“No. I was once, I think; but, somehow, things are changing for me. The old anchorages are slipping away, and I can’t seem to find any new ones. For example: I did a thing last night which seems perfectly justifiable on one side, and almost criminal on the other. I’ve been trying all day to make up my mind as to whether I ought to pat myself on the back, or go to jail.”
“If you should tell me what you did, perhaps I might be able to help your common sense, or your conscience, or whatever it is that is involved,” she suggested.
David glanced at his watch. The hour was late, and there were but few of the Inn guests remaining on the porches.

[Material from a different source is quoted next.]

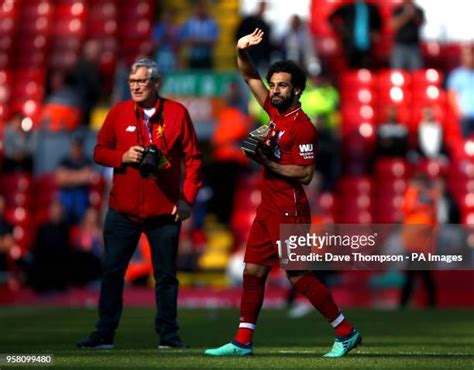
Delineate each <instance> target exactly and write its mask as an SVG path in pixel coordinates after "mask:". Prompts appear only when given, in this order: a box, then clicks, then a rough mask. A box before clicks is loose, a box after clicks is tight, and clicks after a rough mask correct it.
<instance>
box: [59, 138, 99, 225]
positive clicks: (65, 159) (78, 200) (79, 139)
mask: <svg viewBox="0 0 474 370" xmlns="http://www.w3.org/2000/svg"><path fill="white" fill-rule="evenodd" d="M55 176H56V183H57V185H58V186H59V199H60V201H61V203H62V205H63V206H64V209H65V213H66V219H67V221H68V223H69V224H76V223H78V222H79V221H80V220H81V219H82V217H83V216H84V213H85V212H86V209H87V207H88V206H89V185H91V184H93V183H94V182H95V181H96V180H97V177H98V176H100V175H99V173H98V172H97V171H95V170H94V169H93V168H92V161H91V160H90V159H89V158H87V157H86V156H85V154H84V148H83V142H82V138H81V137H79V136H76V137H73V138H72V141H71V147H70V152H69V155H68V156H67V157H66V158H63V159H62V160H61V162H60V163H59V167H58V169H57V170H56V174H55Z"/></svg>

“I’m keeping you up,” he said shortly. “Some day, perhaps, I’ll take the lid off and let you see the tangle inside of me; but it’s too late to begin on as big a job as that to-night. Are you going to let me show you over the plant to-morrow?”
“What else is there for me to do in this wilderness of a place?” she asked in mock despair. “I shall most probably tag you around like a meddlesome little boy until you’ll be glad to put me on the train and send me home.”
David was still holding the hand of leave-taking. “If you don’t go home until I send you, you’ll stay here a long time,” he said happily. And then he went his way, forgetting, in this newest prospect of joy, the troublesome underthought which had been growing, like an ominous threat, around the incident of the talk with Altman, and its outcome.
XVII
The Tar-Barrel
IN any descent to Avernus it is not often given to the wayfarer to recognize the point at which he first begins to go down-hill. In the removal of the careful Altman from the eastern tunnel boring and the substituting of the reckless, devil-may-care Regnier, David Vallory had succeeded in persuading himself that he had merely checked off an item in the day’s work, and was far enough from suspecting that the item figured as another milestone in the downward inclining path.
But certain results followed in due course, and a growth, not in grace. For one of the results, David, being a shrewd-eyed master of his trade, soon began to discover many of the things that Plegg was trying to hide from him—the dishonesties large and small by which unscrupulous Business seeks to increase the margin or profit; to discover them and pass by on the other side with closed eyes. Another result was his changed and changing attitude toward the Powder Can nuisance. From regarding the wide-open mining-camp chiefly as a moral menace, he was beginning to look upon it more as an obstacle to progress—his own industrial progress on the job. It was sapping the strength of his working force, and therefore—in spite of the contractor-king’s injunction, which he took to be another of the little kindnesses designed to make things easier for him—it was to be abolished.
In the field of the discovered dishonesties and the closed eye, effect succeeded to cause with due celerity. The conditions on a well-systematized undertaking like the line-shortening project are fairly telepathic. Almost immediately it began to be whispered about among the gang bosses and the men that the new chief was bent upon making a record; the first assistant said so, and the first assistant ought to know. This being the fact, the bridle might be taken off—always with due regard for the railroad watch-dogs, and for a decent concealment from a chief who, for the look of the thing, must be in a position to say that he knew nothing whatever of cast-off bridles and the substitution of loose halters therefor.